Ozdemir N., AKSOY S., ZENGİN N., Altundag K.

Journal of B.U.ON., vol.17, no.1, pp.27-32, 2012 (SCI-Expanded) identifier identifier identifier

  • Publication Type: Article / Article
  • Volume: 17 Issue: 1
  • Publication Date: 2012
  • Journal Name: Journal of B.U.ON.
  • Journal Indexes: Science Citation Index Expanded (SCI-EXPANDED), Scopus
  • Page Numbers: pp.27-32
  • Keywords: adjuvant, breast cancer, disease-free survival, lymph node negative, taxanes, DOXORUBICIN PLUS CYCLOPHOSPHAMIDE, PHASE-III, HIGH-RISK, CHEMOTHERAPY, PACLITAXEL, DOCETAXEL, TRIAL, EPIRUBICIN, THERAPY, FLUOROURACIL
  • Lokman Hekim University Affiliated: No

Abstract

Purpose: Although the use of regimens with adjuvant taxanes is a standard approach in node-positive breast cancer, the use of taxanes in node-negative breast cancer is still controversial. In this search, we aimed to evaluate the data about the use of taxanes in high-risk node-negative patients.
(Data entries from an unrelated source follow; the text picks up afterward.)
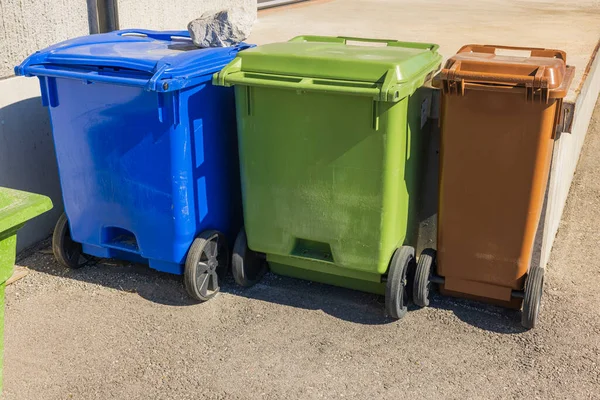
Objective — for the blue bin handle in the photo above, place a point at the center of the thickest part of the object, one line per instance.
(92, 76)
(158, 35)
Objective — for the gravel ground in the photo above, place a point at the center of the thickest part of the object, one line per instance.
(125, 332)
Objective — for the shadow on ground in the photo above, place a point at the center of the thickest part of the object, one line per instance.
(345, 304)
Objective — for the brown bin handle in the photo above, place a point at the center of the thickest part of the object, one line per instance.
(455, 74)
(535, 51)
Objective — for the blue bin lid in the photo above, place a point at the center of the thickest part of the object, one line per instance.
(158, 60)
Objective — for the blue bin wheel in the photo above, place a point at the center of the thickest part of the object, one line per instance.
(66, 251)
(534, 287)
(396, 289)
(248, 267)
(422, 283)
(206, 264)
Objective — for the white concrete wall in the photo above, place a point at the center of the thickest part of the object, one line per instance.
(27, 158)
(172, 14)
(29, 25)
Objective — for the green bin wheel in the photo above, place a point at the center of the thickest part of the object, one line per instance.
(207, 262)
(248, 267)
(422, 283)
(396, 293)
(534, 286)
(66, 251)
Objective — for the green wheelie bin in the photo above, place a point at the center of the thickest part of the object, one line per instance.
(329, 144)
(16, 208)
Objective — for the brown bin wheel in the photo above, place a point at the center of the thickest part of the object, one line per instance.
(422, 283)
(66, 251)
(534, 287)
(396, 289)
(248, 267)
(206, 264)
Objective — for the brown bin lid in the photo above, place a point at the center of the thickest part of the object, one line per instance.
(540, 68)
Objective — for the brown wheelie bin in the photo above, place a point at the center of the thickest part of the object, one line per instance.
(498, 121)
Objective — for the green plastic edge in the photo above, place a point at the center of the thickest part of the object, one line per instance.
(390, 90)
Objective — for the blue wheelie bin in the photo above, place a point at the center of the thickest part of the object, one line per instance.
(146, 150)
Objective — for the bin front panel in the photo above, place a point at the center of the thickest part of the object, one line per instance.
(319, 181)
(496, 150)
(143, 172)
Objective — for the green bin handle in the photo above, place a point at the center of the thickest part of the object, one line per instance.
(345, 39)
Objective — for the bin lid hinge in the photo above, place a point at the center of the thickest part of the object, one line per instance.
(537, 90)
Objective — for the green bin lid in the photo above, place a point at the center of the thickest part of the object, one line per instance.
(17, 207)
(388, 70)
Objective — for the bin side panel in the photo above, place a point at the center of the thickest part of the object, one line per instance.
(215, 163)
(129, 180)
(495, 159)
(314, 180)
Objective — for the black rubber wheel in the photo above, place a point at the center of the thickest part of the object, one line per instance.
(422, 283)
(206, 264)
(534, 287)
(396, 293)
(248, 267)
(66, 251)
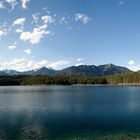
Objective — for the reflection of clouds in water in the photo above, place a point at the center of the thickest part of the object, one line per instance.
(33, 132)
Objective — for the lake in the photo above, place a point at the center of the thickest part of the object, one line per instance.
(68, 112)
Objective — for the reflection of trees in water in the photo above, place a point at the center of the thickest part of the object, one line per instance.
(2, 135)
(33, 132)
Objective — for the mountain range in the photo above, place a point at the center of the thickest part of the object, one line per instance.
(83, 70)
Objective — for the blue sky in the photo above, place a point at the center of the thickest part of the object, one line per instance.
(62, 33)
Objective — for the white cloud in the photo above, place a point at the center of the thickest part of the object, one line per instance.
(80, 59)
(131, 62)
(28, 51)
(58, 64)
(20, 30)
(121, 2)
(25, 64)
(2, 6)
(3, 33)
(82, 18)
(13, 3)
(35, 17)
(47, 19)
(63, 20)
(24, 3)
(35, 36)
(12, 47)
(78, 64)
(19, 21)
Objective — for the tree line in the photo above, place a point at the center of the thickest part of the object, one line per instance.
(130, 78)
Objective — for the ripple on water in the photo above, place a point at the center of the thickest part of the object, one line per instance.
(33, 132)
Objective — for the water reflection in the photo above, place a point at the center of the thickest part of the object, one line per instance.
(49, 112)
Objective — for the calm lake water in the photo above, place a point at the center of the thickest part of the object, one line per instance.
(62, 112)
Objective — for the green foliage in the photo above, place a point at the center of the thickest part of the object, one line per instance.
(130, 78)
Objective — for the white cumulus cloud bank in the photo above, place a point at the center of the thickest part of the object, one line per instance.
(19, 21)
(38, 33)
(79, 17)
(35, 36)
(13, 3)
(12, 47)
(25, 64)
(3, 33)
(131, 62)
(28, 51)
(24, 3)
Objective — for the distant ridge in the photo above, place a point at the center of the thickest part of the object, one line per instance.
(83, 70)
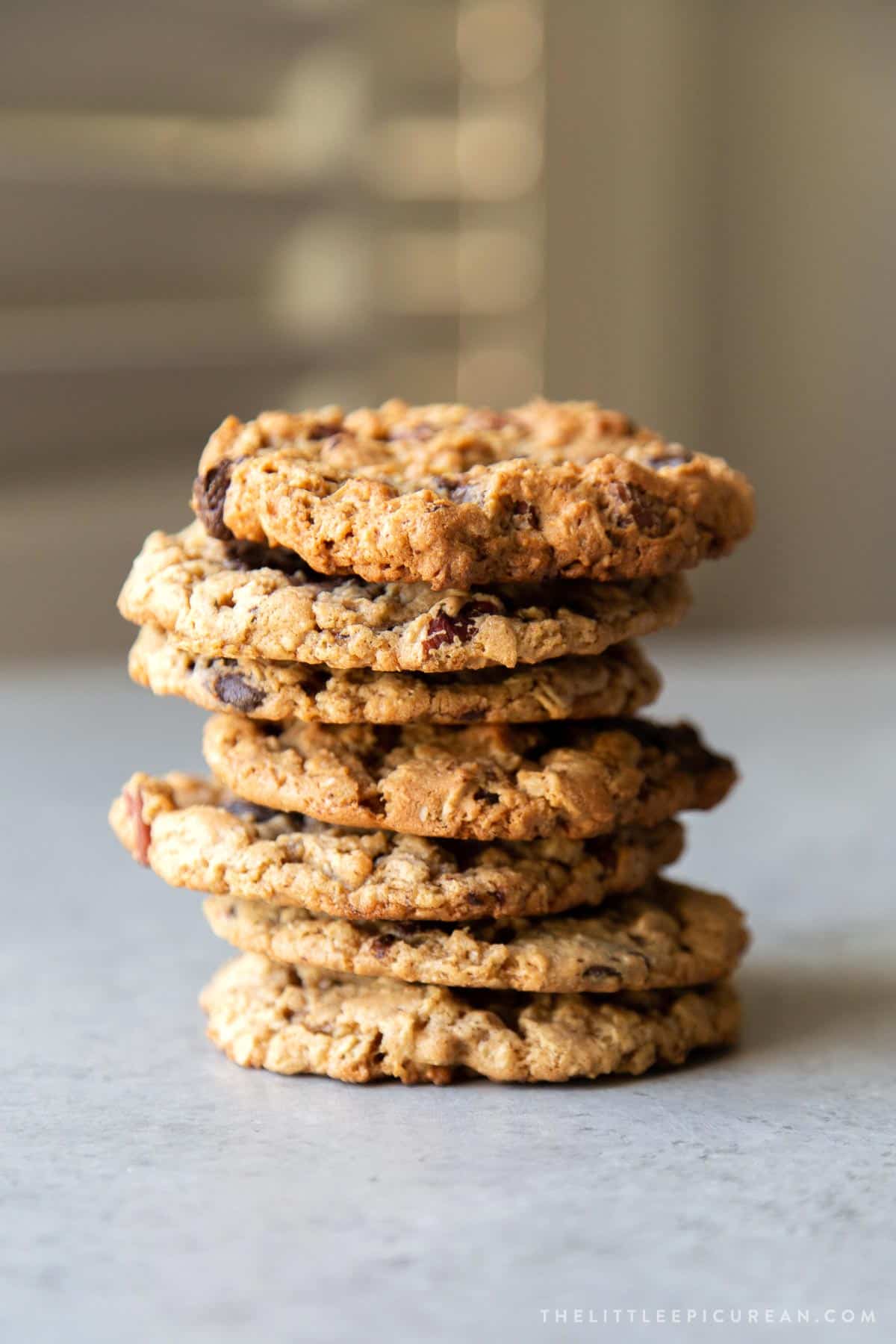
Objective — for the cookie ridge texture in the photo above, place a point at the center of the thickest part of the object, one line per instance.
(246, 601)
(620, 682)
(297, 1021)
(482, 783)
(454, 495)
(667, 936)
(196, 835)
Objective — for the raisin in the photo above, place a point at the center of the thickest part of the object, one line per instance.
(503, 936)
(526, 515)
(602, 976)
(632, 504)
(447, 629)
(382, 944)
(231, 688)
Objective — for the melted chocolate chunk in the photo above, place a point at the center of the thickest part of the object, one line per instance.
(210, 497)
(662, 460)
(602, 976)
(252, 556)
(250, 811)
(231, 688)
(445, 629)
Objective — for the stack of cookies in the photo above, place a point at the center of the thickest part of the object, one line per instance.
(437, 818)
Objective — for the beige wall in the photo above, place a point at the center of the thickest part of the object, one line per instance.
(722, 184)
(715, 223)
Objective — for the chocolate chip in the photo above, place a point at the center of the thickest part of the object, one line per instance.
(210, 497)
(134, 804)
(447, 629)
(231, 688)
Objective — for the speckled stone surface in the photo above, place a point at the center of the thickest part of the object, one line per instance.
(153, 1191)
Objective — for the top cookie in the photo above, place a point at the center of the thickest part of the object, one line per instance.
(454, 497)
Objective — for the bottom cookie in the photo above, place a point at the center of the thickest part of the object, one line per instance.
(300, 1021)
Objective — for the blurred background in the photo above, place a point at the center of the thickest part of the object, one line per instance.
(682, 208)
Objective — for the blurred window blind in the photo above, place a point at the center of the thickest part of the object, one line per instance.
(213, 206)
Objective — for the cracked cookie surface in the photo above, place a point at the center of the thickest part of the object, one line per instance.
(620, 682)
(246, 601)
(196, 835)
(484, 783)
(667, 936)
(300, 1021)
(452, 495)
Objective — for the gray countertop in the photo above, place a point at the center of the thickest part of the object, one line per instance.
(155, 1191)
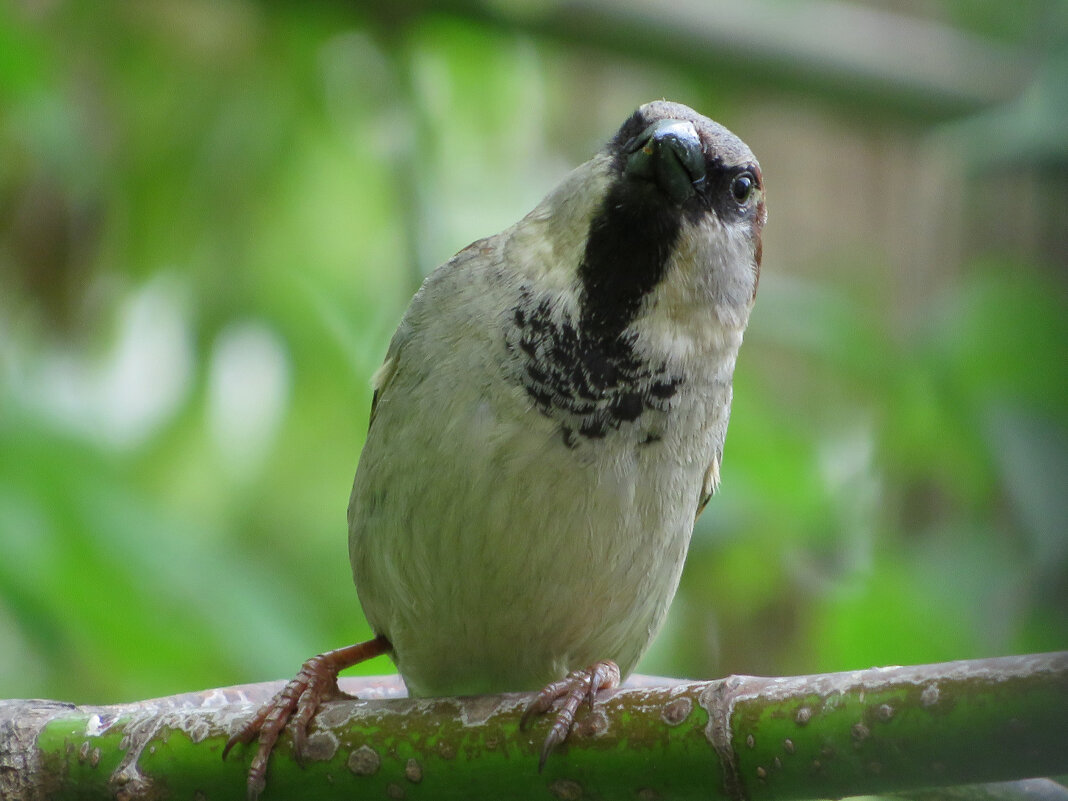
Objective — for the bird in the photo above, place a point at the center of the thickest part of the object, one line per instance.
(547, 425)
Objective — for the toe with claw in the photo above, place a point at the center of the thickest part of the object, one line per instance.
(296, 705)
(578, 686)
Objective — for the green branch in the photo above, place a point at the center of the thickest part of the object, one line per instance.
(832, 735)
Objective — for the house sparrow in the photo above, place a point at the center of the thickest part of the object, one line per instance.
(547, 426)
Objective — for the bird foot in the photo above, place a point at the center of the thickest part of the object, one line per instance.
(578, 686)
(296, 705)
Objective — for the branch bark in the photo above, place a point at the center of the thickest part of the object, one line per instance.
(825, 736)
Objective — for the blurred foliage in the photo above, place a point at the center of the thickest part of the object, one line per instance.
(211, 216)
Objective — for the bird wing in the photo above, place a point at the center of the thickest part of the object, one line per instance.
(708, 485)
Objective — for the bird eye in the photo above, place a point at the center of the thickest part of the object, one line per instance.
(741, 187)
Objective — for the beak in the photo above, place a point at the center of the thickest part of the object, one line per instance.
(668, 154)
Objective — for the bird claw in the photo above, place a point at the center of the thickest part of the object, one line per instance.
(296, 704)
(578, 686)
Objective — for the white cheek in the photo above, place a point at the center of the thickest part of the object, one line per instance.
(548, 244)
(701, 308)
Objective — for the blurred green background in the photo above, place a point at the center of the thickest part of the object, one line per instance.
(213, 215)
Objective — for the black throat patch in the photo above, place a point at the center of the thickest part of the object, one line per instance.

Methods: Studies were retrieved by searching the Pubmed database. Randomized phase III studies on the use of regimens with adjuvant taxanes in early-stage breast cancer were screened and, among them, the studies that included node-negative patients were included in the evaluation. Results: Data on the adjuvant use of taxanes in node-negative patients were classified into 3 categories: a) studies that evaluated both node-positive and node-negative patients; b) meta-analyses on the use of adjuvant taxanes; and c) studies that included node-negative patients alone. The results of the studies that evaluated both node-positive and node-negative patients and the meta-analyses were evaluated according to the node-negative subgroup analyses. While two of these studies did not show difference in disease-free survival (DFS) for the node-negative subgroup, one study showed a difference in DFS. The only data for the adjuvant use of taxanes in only node-negative breast cancers belong to GEICAM 9805 study and, according to its results, docetaxel provided a difference in DFS in high-risk node-negative patients. Conclusion: Data about the adjuvant use of taxanes in node-negative patients are limited compared to the studies in which both node-positive and node-negative subgroups are evaluated. In the light of these studies, it is impossible to make a comment about the use of taxanes in node-negative patients. However, GEICAM 9805 study has shown positive results on DFS in high-risk node-negative breast cancer patients with adjuvant taxanes. © 2012 Zerbinis Medical Publications.